Herbicides have been used in global agriculture for centuries, mostly to control undesired weeds and boost agricultural yield. When you handle these compounds carelessly, they can end up in water sources, causing harm to non-target aquatic organisms and even humans. Herbicides have the potential to cause cancer in humans and a variety of other illnesses and disorders. On the other hand, it shows that activated carbon removes 12 of the most prevalent herbicides, including atrazine and 2,4-D weed killer.


Lithium is a naturally occurring trace metal found in soil, mineral formations, and drinking water. It's a stress reliever and antidepressant that you can find in tap water. We must examine the metal's possibly negative impacts on human health until additional observational studies are conducted. Charcoal filters can lower the amount of lithium in drinking water by up to 90%.


Microplastics consist of several types of plastic debris. Determining the precise impact of microplastics on human health is difficult for a variety of reasons. Plastics are available in a range of shapes and sizes, with or without chemical additions. When plastic rubbish enters waterways, it does not disintegrate in the same way that natural materials do. Instead, exposure to the sun's rays, oxygen interactions, and deterioration from physical components like waves and sand break down plastic garbage into small particles. The smallest microplastics reported in published reports are 2.6 microns.


The most common type of activated charcoal used to filter water is activated carbon. It improves water quality by removing chlorine and other impurities, as well as removing undesirable aromas. However, it isn't enough to eliminate certain hazardous chemical compounds, high amounts of metals, fluoride, or infections.

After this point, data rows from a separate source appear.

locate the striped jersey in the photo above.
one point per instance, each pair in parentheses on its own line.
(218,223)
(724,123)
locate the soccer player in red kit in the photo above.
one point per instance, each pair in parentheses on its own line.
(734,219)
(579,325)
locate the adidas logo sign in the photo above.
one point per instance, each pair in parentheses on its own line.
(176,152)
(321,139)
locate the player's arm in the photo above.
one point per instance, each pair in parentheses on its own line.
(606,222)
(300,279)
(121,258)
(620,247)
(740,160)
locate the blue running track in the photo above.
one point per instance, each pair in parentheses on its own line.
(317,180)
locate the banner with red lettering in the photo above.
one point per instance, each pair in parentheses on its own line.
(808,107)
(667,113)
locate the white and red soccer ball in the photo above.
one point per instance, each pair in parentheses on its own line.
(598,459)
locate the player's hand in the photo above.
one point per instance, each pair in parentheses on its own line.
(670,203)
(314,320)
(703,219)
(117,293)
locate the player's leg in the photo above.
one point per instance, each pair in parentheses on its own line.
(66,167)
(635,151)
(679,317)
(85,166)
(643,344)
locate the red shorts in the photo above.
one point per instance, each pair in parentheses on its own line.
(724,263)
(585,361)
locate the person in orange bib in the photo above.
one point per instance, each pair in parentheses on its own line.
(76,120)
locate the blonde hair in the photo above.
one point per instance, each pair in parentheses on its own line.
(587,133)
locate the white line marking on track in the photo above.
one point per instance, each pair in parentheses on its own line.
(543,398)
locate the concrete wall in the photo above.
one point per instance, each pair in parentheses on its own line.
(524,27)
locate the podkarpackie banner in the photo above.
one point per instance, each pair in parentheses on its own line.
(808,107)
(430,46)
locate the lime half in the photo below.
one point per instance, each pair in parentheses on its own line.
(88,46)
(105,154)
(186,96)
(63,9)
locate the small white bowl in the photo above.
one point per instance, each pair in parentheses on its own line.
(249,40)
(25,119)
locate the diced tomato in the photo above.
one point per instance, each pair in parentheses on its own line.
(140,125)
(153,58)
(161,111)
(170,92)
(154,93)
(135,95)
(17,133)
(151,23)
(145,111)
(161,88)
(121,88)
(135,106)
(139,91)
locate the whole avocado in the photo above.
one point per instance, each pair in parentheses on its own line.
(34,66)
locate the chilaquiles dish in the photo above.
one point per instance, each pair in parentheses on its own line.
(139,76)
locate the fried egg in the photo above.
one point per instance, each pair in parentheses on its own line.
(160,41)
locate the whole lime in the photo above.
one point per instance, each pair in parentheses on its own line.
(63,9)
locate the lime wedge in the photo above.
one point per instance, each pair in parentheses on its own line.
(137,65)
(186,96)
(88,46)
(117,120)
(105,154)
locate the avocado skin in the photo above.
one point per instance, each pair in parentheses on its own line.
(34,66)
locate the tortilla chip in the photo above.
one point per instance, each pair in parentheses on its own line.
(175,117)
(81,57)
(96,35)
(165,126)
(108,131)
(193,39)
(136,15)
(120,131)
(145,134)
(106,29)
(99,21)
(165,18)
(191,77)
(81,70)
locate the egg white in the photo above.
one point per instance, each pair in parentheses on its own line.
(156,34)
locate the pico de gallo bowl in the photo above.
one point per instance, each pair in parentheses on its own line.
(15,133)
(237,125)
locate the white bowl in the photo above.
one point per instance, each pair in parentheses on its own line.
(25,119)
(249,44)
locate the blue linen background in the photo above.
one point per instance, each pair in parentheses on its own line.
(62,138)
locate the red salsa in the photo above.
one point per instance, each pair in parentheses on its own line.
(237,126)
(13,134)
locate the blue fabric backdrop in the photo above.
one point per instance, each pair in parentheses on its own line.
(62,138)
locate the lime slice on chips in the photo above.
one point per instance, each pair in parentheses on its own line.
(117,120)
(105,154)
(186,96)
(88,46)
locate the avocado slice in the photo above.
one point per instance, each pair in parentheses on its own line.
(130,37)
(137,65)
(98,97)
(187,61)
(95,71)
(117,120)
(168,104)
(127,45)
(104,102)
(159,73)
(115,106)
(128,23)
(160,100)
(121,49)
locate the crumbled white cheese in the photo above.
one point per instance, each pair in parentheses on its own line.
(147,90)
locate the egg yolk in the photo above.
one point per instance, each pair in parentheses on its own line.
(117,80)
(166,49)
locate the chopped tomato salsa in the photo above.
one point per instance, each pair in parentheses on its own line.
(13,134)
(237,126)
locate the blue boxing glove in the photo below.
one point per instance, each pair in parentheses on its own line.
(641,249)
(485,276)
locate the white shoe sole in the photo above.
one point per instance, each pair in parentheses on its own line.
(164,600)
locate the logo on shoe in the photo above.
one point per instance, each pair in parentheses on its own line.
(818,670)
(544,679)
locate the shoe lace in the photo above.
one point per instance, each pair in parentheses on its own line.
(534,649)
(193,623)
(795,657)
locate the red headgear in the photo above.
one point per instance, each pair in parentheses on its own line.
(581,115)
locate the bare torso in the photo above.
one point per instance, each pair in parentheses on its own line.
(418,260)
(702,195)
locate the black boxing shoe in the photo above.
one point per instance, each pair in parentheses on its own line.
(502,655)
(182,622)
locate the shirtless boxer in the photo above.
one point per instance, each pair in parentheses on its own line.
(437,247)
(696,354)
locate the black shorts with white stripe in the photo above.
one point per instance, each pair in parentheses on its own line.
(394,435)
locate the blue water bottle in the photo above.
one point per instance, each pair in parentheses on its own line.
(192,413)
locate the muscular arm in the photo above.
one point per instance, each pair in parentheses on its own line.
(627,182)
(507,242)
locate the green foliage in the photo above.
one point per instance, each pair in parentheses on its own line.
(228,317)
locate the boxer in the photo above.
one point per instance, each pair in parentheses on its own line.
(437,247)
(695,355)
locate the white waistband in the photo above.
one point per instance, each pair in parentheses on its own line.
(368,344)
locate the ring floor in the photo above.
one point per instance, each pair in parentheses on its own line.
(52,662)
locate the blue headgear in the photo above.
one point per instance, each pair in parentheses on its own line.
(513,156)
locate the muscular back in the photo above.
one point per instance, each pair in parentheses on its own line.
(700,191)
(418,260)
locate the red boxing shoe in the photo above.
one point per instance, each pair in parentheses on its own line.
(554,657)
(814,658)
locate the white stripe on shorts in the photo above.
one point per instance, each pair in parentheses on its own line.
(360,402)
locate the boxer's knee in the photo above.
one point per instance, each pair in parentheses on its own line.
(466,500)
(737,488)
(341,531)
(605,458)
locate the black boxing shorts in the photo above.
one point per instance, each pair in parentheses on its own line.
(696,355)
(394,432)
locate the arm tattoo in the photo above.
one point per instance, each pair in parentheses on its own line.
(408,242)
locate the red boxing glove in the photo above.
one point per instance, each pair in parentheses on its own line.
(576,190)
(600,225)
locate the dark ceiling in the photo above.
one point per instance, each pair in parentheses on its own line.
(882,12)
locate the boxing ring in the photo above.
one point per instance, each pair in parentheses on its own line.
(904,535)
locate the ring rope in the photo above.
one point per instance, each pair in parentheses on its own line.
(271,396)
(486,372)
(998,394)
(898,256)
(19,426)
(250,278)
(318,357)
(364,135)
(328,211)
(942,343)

Activated carbon won't filter without special ingredients or further filtration:

  • Radionuclides
  • Bacteria, viruses, cysts, coliform, protozoa, and other microorganisms are the most common microbiological pollutants
  • Heavy metals, copper, or iron in significant concentrations
  • Asbestos and arsenic are examples of inorganic contaminants
  • Calcium, potassium, and magnesium are all beneficial minerals
  • Hydrocarbons or petroleum distillate in large quantities
  • Minerals, salts, and metals such as iron that aren't normally regarded pollutants are dissolved solids.


Catalytic reduction or adsorption are two methods for eliminating pollutants. Catalytic reduction removes residual disinfectants such as chlorine and chloramines, whereas adsorption removes organic compounds. It attracts negatively charged pollutant ions to positively-charged activated carbon during the adsorption process. It can also use catalytic reduction to reduce hydrogen sulfide. The acidity and temperature of the water can be important since higher acidity and lower water temperatures help activated charcoal operate better.


If you're concerned about the quality of your drinking water, you might want to look into water purification systems. Water filters range from simple activated carbon filters to reverse osmosis systems, among others and can remove hazardous impurities while also improving the flavor and odor of your water.